Review of the literature suggests that repopulation during radiation therapy (RT) might be an important cause of failure in glioblastoma multiforme (GBM) and that shortening the overall treatment time might be beneficial. We undertook this study in order to evaluate the safety and effectiveness of accelerated RT (ART) in GBM. We treated 48 patients with histologically proven GBM by ART (patients with anaplastic astrocytoma were excluded). Median age was 60 years (range 31–74 years). Karnofsky performance status (KPS) prior to ART ranged from 40 to 90 (median 55). ART started 7–22 days (median 14 days) after resection/biopsy. Whole brain ART 40 Gy in 2 weeks was followed by cone-down ART to 30 Gy in 1.5 weeks. The interfraction interval was 4–6 hr. No chemotherapy was given. The treatment was well tolerated and the acute toxicity was quite unremarkable. The observed survival rate at 12, 18, and 24 months was 30%, 11%, and 5%, respectively. The median survival time was 44 weeks. The overwhelming cause of death was persistent/recurrent cancer at the original tumor site. Serial computed tomographic (CT) scans typically revealed reduction in the size of the tumor over 2–3 months initially, followed by a period of stability and then rapid recurrence and death. Late toxicity was obvious only in one patient who developed bilateral blindness 1 year after treatment, having received a dose of 55 Gy in 3.5 weeks to the optic chiasm.

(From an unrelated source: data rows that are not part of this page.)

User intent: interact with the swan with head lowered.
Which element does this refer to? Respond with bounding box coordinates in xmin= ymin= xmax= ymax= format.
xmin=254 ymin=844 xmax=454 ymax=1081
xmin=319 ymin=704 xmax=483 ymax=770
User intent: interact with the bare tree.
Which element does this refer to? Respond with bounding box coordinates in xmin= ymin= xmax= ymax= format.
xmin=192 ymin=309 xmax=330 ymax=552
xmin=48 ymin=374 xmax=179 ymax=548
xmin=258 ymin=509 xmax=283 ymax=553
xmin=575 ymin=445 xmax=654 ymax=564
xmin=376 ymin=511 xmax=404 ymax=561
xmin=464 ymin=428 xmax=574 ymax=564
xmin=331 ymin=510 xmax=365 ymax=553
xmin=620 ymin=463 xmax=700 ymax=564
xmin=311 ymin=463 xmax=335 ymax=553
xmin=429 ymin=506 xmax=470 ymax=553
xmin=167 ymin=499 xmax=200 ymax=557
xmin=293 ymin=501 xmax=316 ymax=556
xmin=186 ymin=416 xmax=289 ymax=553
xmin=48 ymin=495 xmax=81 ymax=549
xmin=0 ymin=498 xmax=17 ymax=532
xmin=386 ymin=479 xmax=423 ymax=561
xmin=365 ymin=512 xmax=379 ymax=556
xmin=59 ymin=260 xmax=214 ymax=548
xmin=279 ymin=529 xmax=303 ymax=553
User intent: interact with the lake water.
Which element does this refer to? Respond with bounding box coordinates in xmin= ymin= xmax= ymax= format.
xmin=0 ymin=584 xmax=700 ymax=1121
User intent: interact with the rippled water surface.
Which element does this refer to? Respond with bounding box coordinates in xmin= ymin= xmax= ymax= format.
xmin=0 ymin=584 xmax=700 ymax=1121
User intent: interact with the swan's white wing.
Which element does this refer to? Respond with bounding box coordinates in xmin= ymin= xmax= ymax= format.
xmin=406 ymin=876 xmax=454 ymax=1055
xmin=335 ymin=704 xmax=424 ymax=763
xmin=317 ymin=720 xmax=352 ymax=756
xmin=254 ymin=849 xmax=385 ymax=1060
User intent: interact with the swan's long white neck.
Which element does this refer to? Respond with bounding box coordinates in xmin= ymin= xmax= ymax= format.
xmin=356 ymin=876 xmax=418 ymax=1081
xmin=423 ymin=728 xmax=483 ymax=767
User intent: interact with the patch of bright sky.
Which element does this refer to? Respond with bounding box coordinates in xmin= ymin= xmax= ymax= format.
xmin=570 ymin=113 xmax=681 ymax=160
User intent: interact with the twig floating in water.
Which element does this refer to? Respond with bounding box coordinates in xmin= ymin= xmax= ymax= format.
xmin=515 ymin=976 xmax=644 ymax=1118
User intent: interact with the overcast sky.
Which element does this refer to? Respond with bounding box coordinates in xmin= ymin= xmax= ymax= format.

In conclusion, 70 Gy in 3.5 weeks could be delivered to patients with GBM without excessive acute or late toxicity. The short treatment time is an advantage for these patients with a limited life expectancy. The survival rates are comparable to, but not notably better than, several contemporary series with conventional RT plus chemotherapy and/or halogenated pyrimidine radiosensitizers. While alternative dose/fractionation regimes might be more successful, the results of this study failed to support our hypothesis that repopulation during RT is an important reason for the failure of treatment in GBM. © 1995 Wiley-Liss, Inc.